Semantic segmentation: How to map RGB mask in data loader

After reading this post and this post I was finally able to come up with a working solution.

Here is the code for my Dataloader:

import numpy as np
import torch
import torch.utils.data
from torch.utils.data import Dataset
from PIL import Image
import torchvision.transforms as tvtransforms
import torch.nn.functional


class MyDataset(Dataset):
    def __init__(self, image_root, mask_root, transforms=None):
        self.image_root = image_root
        self.mask_root = mask_root
        self.transforms = transforms
        self.img = None
        self.msk = None      
        # mapping instructions to map BGR mask to classes
        self.mapping = {(0, 0, 0): 0,  # 0 = background
                        (255, 0, 0): 1,  # 1 = class 1
                        (0, 255, 0): 2,  # 2 = class 2
                        (0, 0, 255): 3}  # 3 = class 3

    def __len__(self):
        return len(self.image_root)

    def mask_to_class_rgb(self, mask):
        print('----mask->rgb----')
        mask = torch.from_numpy(np.array(mask))
        mask = torch.squeeze(mask)  # remove 1

        # check the present values in the mask, 0 and 255 in my case
        print('unique values rgb    ', torch.unique(mask)) 
        # -> unique values rgb     tensor([  0, 255], dtype=torch.uint8)

        class_mask = mask
        class_mask = class_mask.permute(2, 0, 1).contiguous()
        h, w = class_mask.shape[1], class_mask.shape[2]
        mask_out = torch.empty(h, w, dtype=torch.long)

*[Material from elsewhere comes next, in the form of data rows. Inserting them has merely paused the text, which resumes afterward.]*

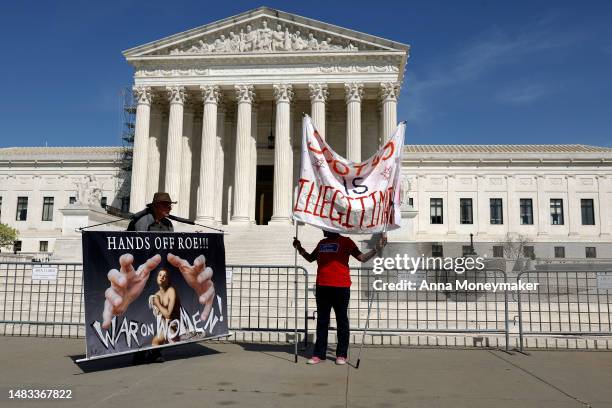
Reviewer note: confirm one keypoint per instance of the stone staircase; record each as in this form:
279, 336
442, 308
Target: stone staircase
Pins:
272, 244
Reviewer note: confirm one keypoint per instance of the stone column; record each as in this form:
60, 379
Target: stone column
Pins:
211, 95
452, 205
186, 161
138, 195
573, 216
283, 155
253, 168
354, 93
389, 92
176, 97
219, 163
543, 206
245, 95
318, 97
155, 142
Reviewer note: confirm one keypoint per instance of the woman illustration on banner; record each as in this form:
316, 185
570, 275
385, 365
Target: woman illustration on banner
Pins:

        for k in self.mapping:
            idx = (class_mask == torch.tensor(k, dtype=torch.uint8).unsqueeze(1).unsqueeze(2))         
            validx = (idx.sum(0) == 3)          
            mask_out[validx] = torch.tensor(self.mapping[k], dtype=torch.long)

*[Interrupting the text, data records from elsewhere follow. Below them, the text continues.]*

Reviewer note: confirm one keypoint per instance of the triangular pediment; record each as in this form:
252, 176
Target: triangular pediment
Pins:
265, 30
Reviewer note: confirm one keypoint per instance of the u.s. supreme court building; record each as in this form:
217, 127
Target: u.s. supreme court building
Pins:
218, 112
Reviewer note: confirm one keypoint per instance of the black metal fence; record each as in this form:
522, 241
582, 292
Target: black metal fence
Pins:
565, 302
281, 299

        # check the present values after mapping, in my case 0, 1, 2, 3
        print('unique values mapped ', torch.unique(mask_out))
        # -> unique values mapped  tensor([0, 1, 2, 3])
       
        return mask_out
    
    def __getitem__(self, index):
        # load images and masks
        img = Image.open(self.image_root[index])
        msk = Image.open(self.mask_root[index])

        img_new = img
        mask_new = msk

        # apply data augmentation and tensor transformation
        if self.transforms is not None:
            # convert pil image to numpy array
            image_np = np.array(img)
            # print(image_np)
            mask_np = np.array(msk)           
            # apply augmentations → only random flip with Albumentation
            augmented = self.transforms(image=image_np, mask=mask_np)
            img_new = augmented['image']
            mask_new = augmented['mask']
            img_new = torch.from_numpy(img_new).float()
        else:
            img_new = torch.from_numpy(img_new).float()

        # normalize image
        img_new = img_new.permute(2, 0, 1).contiguous()
        norm = tvtransforms.Normalize((0.5, 0.5, 0.5), (0.5, 0.5, 0.5))
        img_new = norm(img_new)

        # map gray mask to class
        # mask_new = self.mask_to_class_gray(mask_new)
        mask_new = self.mask_to_class_rgb(mask_new)
        mask_new = mask_new.long()        

        return img_new, mask_new

With this my mask output has the shape [Batch_size, height, width]. Is that fine?